江戸のまち、小名木川のほとりに住む女性たち。不幸な境遇にある彼女たちの流す涙は小名木川に流れていく。だからこの川の名は女泣川なのだ。
長いこと絶版状態だったけれども、こうして二冊を合わせた合本として復刊した。
都筑道夫の最高傑作とまでは言わないが、ベスト3を選ぶとすれば3位には入れておきたい作品だ。
ただ、欲を言えば合本ではなく、二冊として出てくれた方が良かった気もする。
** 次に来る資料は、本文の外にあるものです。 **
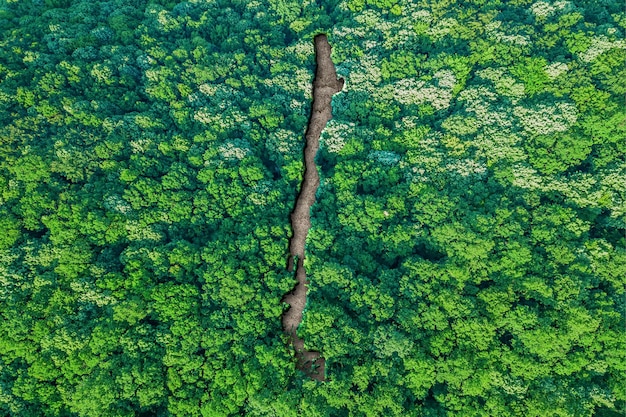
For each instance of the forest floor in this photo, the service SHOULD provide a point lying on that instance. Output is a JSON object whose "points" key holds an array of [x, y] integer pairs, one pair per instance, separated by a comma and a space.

なんでそんな気がするのかといえば、やはり『べらぼう村正』と『風流べらぼう剣』とでは味わいが異なるからだし、分冊されるからこそ、その良さが出るのだと思う。
<女泣川ものがたり>シリーズは文庫化されたものを読んだのだけれども、読むきっかけとなったのは『神変武甲伝奇』を読んでいたからで、この中で登場した左文字小弥太が主役となる物語がこの<女泣川ものがたり>シリーズだったからだ。左文字小弥太が再登場するというだけで、当時はそれほど好きではなかった時代物を読んでしまうくらいなので、それだけ左文字小弥太の魅力が素晴らしかったわけでもある。なにしろ竹光でもって真剣を持った相手と対等に戦うのである。かっこ良すぎるのだ。
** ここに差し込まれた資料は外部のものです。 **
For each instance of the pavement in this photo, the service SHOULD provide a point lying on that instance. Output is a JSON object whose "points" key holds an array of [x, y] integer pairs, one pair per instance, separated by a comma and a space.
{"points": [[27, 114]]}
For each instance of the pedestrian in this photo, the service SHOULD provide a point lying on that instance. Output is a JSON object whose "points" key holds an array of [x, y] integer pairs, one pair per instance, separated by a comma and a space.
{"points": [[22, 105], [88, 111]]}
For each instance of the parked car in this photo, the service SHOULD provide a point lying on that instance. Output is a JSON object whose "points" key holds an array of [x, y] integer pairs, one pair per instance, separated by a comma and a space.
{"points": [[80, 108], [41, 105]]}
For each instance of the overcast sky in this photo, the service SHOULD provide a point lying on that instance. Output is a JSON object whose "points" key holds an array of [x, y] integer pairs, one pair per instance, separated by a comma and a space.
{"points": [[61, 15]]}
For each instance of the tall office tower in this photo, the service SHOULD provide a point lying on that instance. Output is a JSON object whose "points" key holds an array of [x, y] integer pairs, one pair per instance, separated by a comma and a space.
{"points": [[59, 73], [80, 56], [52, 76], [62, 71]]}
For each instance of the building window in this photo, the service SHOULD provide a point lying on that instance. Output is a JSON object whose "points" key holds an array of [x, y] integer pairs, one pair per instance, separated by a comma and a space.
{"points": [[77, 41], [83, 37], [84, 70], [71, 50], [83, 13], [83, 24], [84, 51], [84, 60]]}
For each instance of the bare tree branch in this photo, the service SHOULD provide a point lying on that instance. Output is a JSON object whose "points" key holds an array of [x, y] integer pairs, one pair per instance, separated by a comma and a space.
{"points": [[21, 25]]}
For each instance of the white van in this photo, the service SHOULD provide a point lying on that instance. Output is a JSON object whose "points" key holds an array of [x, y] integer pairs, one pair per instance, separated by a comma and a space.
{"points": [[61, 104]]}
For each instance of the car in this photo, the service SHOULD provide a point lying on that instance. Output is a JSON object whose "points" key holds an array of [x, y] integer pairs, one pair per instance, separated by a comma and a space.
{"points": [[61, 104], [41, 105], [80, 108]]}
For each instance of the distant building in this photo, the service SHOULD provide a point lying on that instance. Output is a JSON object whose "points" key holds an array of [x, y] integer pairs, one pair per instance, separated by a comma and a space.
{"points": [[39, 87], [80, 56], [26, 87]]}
しかし、あらためて再読すると、この主人公の魅力の部分を取り除いてみた時に都筑道夫の持っている理の部分と情の部分が絶妙のバランスで構成されていることに驚いた。記憶の中では情の物語だと思っていたのだが、意外なことに情の部分の領域に理の部分が組み合わさって、ミステリとしても堪能できるのだ。後半になると、物語全体の着地地点を定め始めるので、理の部分が薄れ、貼られた伏線が次回へと持ち越しとなるので、単独の短編としての面白さが減少してしまうのはやむを得ないのだが、『べらぼう村正』の部分に関して言えば、短編として完璧に近い。
解説にもあるように、この作品で直木賞を受賞できなかったのが不思議なくらいだ。